Looking through the lens of money, the competitors don’t see this happening. They pay all attention to the health of their creation and don’t give a shit about the Earth that makes it all possible, including Earth’s creatures, including the humans who they see as merely resources to be exploited: rape trains women to be obedient. Soft men too. If women rose up against the empire they would tear it apart.
Hey, Maria!
Thank you! So much here, but I’m still in holiday mood and finishing the pink bubbly I was having with dinner, so please could I keep this at the level of after dinner chat?
Who benefits from rape culture? in the long run – absolutely no-one at all. Like war it leaves a trail of wounding, harm, and psychic death, and embeds the patterns of pain and destruction in another generation of innocents. Where does it come from?
Could we blame it on the gods? According to the Western myths rape is just one of the things gods do. Especially when there is a need for the social order to be reminded who has power – who is in charge.
By the time the mythic world is translated to a global 21st century phenomenon abusive expressions of power seem pervasive. Rape is one form of violation in a culture that continues to glorify violence. And in living within this culture we may easily become locked into survival and scarcity thinking and easily suspicious of the next threat to our autonomy. That is, until we stop, and look for another way. Until we create a better way for us to live, in community where we consciously take up the routes of our collective healing.

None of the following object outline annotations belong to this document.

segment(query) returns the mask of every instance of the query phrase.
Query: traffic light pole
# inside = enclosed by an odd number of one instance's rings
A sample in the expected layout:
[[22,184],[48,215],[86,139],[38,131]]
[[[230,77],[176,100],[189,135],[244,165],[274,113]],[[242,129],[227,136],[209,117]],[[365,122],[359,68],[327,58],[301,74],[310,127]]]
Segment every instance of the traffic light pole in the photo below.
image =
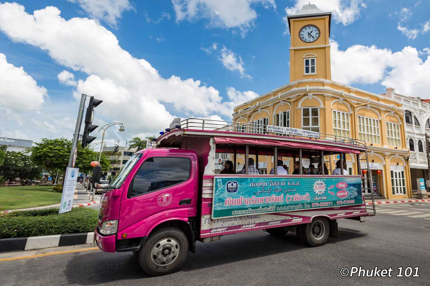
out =
[[78,118],[76,119],[76,126],[75,127],[75,133],[73,135],[73,141],[72,142],[72,149],[70,150],[69,164],[67,165],[67,167],[73,167],[73,159],[75,155],[75,149],[77,147],[78,141],[79,140],[79,132],[80,131],[80,125],[82,123],[82,116],[83,115],[83,110],[85,108],[86,98],[86,94],[83,93],[81,95],[79,111],[78,112]]

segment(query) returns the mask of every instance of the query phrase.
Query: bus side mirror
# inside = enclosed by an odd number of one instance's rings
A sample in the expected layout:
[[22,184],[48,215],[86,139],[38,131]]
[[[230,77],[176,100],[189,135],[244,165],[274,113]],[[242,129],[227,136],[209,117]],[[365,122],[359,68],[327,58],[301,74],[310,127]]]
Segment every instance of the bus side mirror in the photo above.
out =
[[100,182],[100,177],[101,177],[101,166],[100,165],[94,167],[92,171],[92,176],[91,176],[92,181],[93,183]]

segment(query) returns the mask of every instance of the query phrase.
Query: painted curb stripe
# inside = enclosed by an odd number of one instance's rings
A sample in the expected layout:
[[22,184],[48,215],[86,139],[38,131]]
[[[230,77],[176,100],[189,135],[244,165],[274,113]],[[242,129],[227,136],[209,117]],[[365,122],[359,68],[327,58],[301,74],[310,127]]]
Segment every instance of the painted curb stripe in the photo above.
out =
[[0,259],[0,262],[2,261],[9,261],[10,260],[18,260],[19,259],[25,259],[29,258],[34,258],[35,257],[41,257],[42,256],[47,256],[50,255],[56,255],[57,254],[64,254],[65,253],[71,253],[74,252],[79,252],[80,251],[88,251],[88,250],[95,250],[98,249],[98,247],[89,247],[89,248],[81,248],[80,249],[75,249],[73,250],[66,250],[64,251],[57,251],[57,252],[49,252],[47,253],[42,253],[41,254],[36,254],[35,255],[29,255],[26,256],[18,256],[17,257],[8,257],[7,258],[2,258]]
[[0,239],[0,249],[2,252],[25,250],[27,238],[16,237]]
[[92,242],[94,232],[41,235],[0,239],[0,252],[31,250],[49,247],[85,244]]

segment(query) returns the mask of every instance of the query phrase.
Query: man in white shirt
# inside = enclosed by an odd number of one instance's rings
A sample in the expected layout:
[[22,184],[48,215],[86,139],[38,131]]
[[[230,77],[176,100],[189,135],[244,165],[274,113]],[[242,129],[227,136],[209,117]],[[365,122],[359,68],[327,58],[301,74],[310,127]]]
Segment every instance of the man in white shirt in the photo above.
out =
[[[349,172],[346,170],[347,167],[347,164],[345,163],[345,161],[344,161],[344,176],[346,175],[349,175]],[[336,162],[336,169],[333,170],[333,173],[332,173],[332,175],[341,175],[341,160],[338,160],[337,162]]]
[[[283,162],[280,160],[278,160],[277,167],[276,167],[276,170],[278,172],[278,175],[288,175],[288,172],[287,172],[287,170],[284,169],[284,167],[282,167]],[[272,168],[272,170],[270,170],[270,173],[269,173],[270,174],[274,174],[275,173],[275,169],[273,168]]]

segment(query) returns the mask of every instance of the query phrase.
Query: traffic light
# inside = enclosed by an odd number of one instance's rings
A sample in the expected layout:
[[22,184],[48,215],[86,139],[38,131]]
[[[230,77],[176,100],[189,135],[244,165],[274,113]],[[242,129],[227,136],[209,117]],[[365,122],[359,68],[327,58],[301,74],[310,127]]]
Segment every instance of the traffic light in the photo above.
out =
[[89,103],[86,109],[86,113],[85,114],[85,127],[83,130],[83,134],[82,135],[82,147],[85,147],[91,143],[96,137],[90,136],[88,134],[94,131],[98,125],[92,124],[92,120],[94,118],[94,107],[98,106],[103,100],[94,98],[92,96],[89,98]]

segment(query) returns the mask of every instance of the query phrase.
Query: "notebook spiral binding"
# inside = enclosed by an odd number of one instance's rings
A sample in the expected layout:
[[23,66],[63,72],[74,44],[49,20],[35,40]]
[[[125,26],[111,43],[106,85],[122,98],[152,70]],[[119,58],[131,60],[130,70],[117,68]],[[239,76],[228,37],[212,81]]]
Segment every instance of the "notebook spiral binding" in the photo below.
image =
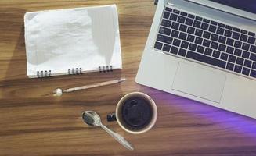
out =
[[81,68],[72,68],[72,69],[68,69],[67,70],[69,75],[82,74]]
[[113,72],[113,66],[99,66],[99,73]]
[[51,76],[51,70],[41,70],[37,71],[37,76],[38,77],[49,77]]

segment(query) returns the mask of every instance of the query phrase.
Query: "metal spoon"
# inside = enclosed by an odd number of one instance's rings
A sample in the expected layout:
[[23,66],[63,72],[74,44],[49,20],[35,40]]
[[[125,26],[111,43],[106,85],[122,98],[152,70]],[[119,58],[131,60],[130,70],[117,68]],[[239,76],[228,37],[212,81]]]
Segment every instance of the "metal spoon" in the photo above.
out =
[[109,128],[102,124],[99,115],[93,111],[85,111],[82,114],[82,118],[84,122],[92,126],[100,126],[103,128],[107,133],[112,136],[117,141],[121,144],[127,149],[133,150],[134,147],[132,145],[128,143],[123,136],[119,135],[117,133],[113,132]]

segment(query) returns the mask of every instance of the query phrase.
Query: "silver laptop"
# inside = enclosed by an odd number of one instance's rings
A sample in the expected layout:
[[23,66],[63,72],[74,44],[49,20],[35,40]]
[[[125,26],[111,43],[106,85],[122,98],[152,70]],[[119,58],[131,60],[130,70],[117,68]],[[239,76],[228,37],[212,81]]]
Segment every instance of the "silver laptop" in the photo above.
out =
[[159,1],[138,83],[256,119],[256,1]]

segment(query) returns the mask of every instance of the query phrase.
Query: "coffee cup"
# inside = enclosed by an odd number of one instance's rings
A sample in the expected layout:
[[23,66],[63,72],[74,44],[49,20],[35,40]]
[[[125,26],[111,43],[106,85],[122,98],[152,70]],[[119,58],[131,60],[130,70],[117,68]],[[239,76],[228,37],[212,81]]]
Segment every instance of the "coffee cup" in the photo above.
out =
[[126,132],[140,134],[150,130],[157,118],[157,108],[153,100],[141,92],[124,95],[117,103],[115,117]]

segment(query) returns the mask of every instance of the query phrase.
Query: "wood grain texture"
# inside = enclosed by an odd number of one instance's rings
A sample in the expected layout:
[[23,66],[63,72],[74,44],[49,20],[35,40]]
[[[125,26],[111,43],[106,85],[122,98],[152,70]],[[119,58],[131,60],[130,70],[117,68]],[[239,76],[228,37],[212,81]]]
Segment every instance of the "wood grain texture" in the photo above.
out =
[[[23,37],[26,12],[116,3],[123,69],[113,73],[28,79]],[[156,6],[153,0],[0,1],[0,155],[256,155],[256,121],[136,84],[135,77]],[[125,76],[121,84],[63,94],[67,88]],[[132,135],[107,122],[118,100],[132,91],[150,95],[158,119],[148,133]],[[135,147],[129,151],[100,128],[85,125],[94,110]]]

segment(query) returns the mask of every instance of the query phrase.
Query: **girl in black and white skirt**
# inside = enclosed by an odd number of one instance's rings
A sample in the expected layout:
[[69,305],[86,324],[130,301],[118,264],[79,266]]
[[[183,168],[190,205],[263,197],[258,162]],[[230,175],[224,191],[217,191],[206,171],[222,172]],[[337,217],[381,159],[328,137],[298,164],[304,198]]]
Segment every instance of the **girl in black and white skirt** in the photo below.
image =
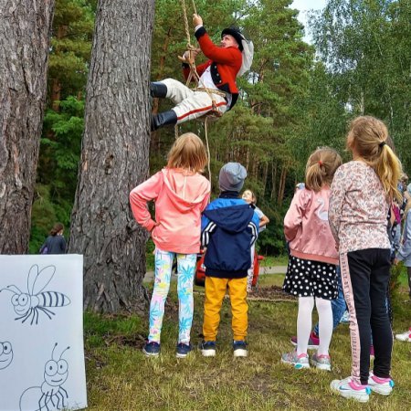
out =
[[315,305],[320,344],[311,363],[319,369],[331,370],[331,300],[338,296],[338,252],[328,223],[328,206],[330,185],[341,163],[335,150],[328,147],[316,150],[307,163],[305,187],[297,189],[284,218],[284,234],[290,256],[283,290],[299,298],[299,313],[297,348],[282,354],[281,362],[297,369],[310,367],[307,348]]

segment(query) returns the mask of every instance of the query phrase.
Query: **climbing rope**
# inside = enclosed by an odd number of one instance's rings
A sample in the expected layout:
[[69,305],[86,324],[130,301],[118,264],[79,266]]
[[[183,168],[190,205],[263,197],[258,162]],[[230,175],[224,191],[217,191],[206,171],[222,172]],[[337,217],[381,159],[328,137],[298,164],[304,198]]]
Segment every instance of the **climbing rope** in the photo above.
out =
[[[208,158],[208,160],[207,160],[208,180],[210,181],[210,184],[211,184],[211,164],[210,164],[211,155],[210,155],[210,146],[208,143],[208,120],[213,117],[218,118],[218,117],[222,116],[222,113],[218,111],[218,108],[216,106],[216,100],[215,100],[213,95],[216,94],[216,95],[225,98],[226,93],[223,91],[220,91],[219,90],[216,90],[216,89],[208,89],[206,87],[198,87],[200,76],[198,76],[197,69],[195,68],[195,57],[193,56],[194,52],[198,51],[198,48],[191,44],[190,27],[188,25],[185,1],[180,0],[180,2],[181,2],[182,8],[183,8],[183,17],[184,20],[185,36],[187,37],[186,49],[188,51],[188,59],[184,58],[184,57],[183,58],[179,57],[179,58],[180,58],[180,60],[187,63],[188,66],[190,67],[190,73],[187,77],[187,81],[185,82],[185,85],[188,87],[189,84],[191,83],[191,81],[194,79],[197,86],[195,89],[194,89],[194,90],[206,92],[208,94],[208,97],[211,100],[212,110],[211,110],[211,111],[209,111],[211,114],[206,113],[204,116],[205,117],[204,129],[205,129],[205,134],[206,134],[206,148],[207,148],[207,158]],[[193,5],[193,10],[194,10],[195,14],[196,15],[197,10],[195,8],[195,4],[194,0],[192,0],[192,5]],[[175,125],[174,132],[175,132],[175,138],[177,138],[178,137],[178,126],[177,125]]]

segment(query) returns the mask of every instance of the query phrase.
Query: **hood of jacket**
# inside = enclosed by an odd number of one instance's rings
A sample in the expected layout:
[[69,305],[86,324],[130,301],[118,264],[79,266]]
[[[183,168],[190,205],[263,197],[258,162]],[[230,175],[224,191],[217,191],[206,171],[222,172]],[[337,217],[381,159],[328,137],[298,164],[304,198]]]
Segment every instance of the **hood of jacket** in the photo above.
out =
[[206,210],[204,215],[229,233],[244,231],[252,220],[254,209],[248,204]]
[[162,173],[166,195],[178,211],[195,208],[210,192],[210,182],[197,173],[174,168],[163,168]]

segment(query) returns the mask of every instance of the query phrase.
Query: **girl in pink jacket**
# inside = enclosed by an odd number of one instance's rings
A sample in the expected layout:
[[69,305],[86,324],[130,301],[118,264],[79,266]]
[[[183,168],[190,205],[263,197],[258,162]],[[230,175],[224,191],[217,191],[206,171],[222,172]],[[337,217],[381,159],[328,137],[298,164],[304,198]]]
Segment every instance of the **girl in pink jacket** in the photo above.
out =
[[294,195],[284,218],[284,234],[290,255],[283,290],[299,297],[297,349],[282,354],[281,362],[295,368],[310,368],[307,354],[314,304],[320,322],[320,345],[311,364],[331,370],[329,346],[332,335],[331,300],[338,296],[338,252],[328,223],[330,185],[342,164],[338,153],[323,147],[309,158],[305,188]]
[[[164,303],[174,256],[179,301],[177,357],[184,358],[192,350],[193,280],[200,251],[201,213],[210,196],[210,183],[199,172],[206,163],[206,148],[200,138],[192,132],[183,134],[173,145],[166,167],[130,194],[134,218],[151,232],[155,244],[150,333],[142,349],[147,356],[157,356],[160,353]],[[155,203],[154,219],[147,208],[147,202],[152,200]]]

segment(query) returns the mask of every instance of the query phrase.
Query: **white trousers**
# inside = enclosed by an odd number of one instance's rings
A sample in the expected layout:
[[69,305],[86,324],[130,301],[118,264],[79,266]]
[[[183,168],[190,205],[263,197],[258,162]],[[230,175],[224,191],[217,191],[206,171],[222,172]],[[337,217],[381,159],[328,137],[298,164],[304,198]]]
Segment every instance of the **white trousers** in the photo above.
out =
[[[194,91],[180,81],[165,79],[162,83],[167,86],[167,99],[174,104],[172,110],[177,114],[177,124],[198,119],[213,110],[212,100],[206,91]],[[227,111],[227,101],[218,94],[212,94],[217,110],[224,114]]]

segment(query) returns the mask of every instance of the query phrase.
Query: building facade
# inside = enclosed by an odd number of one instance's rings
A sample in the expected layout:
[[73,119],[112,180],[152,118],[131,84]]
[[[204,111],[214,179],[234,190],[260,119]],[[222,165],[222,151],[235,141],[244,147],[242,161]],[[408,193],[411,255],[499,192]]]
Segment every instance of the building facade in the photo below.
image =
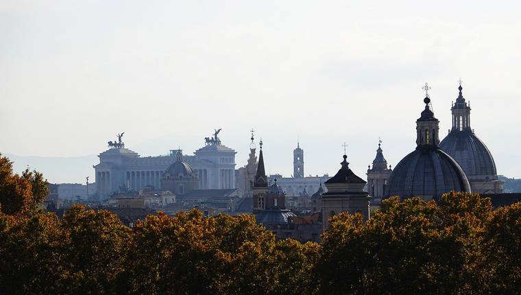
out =
[[[211,139],[206,137],[205,145],[194,155],[183,156],[198,176],[198,189],[235,188],[237,153],[221,143],[217,137],[219,132],[216,130]],[[175,161],[177,152],[182,151],[173,150],[167,156],[142,157],[125,148],[119,137],[119,142],[109,141],[109,149],[99,154],[99,163],[93,166],[98,196],[106,199],[123,189],[138,191],[146,186],[160,189],[163,174]]]
[[361,213],[365,220],[370,217],[370,197],[363,190],[367,182],[349,169],[347,158],[343,155],[343,161],[340,163],[341,168],[324,182],[328,192],[322,193],[320,198],[324,231],[329,228],[329,218],[341,212]]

I would say that the prevalent feature of the society in which ownership equals power is fear. Fear of not having enough. Fear of not being enough. Fear of not surviving. Fear of death above love of life. The culture of competition seems compelling because it pretends there is a way out. Compete, be better, more, faster, richer, younger, anythinger than the next person and perhaps death can be dodged after all. That ain’t gonna happen.
So where to go from here?
First, thanks to you from me for carrying these issues so bravely and boldly, and for creating a safe space where things can be discussed out in the open. My feeling is that in some ways you have been asked to carry too much – but isn’t that a condition for us all at certain times, especially all us women who don’t like to be dictated to about our bodies, our minds, ourselves?( yes, i’m smiling ‘cos that feeling of being called to defend my right to be human gets me really mad, even in my partially-aged calmed tempered state…).
What I love most about this column is that it is constructive. That you provide a model that says ‘there is another way’, and we can talk about it: that we can see properly what our ideas are and where they come from and find out for ourselves if they truly serve those values we claim to hold most dear.
This is what’s at the top of my topics for (continued) discussion:
– Relating models to take into the future
– Means and ways of changing the destructive patterns in relating
– Wounding of sexual identity and sexuality
– Drawing from old wisdom – as you noted people have been relating for some time now, and there are lots of models out there that never or rarely make it to mainstream media.
At PW in 2013 you gave me the best laughs. Proper goddess-honouring laughter – the type that curdles milk on a good day!
Peace and blessings to you and all your loved ones and let’s all make 2014 something really special.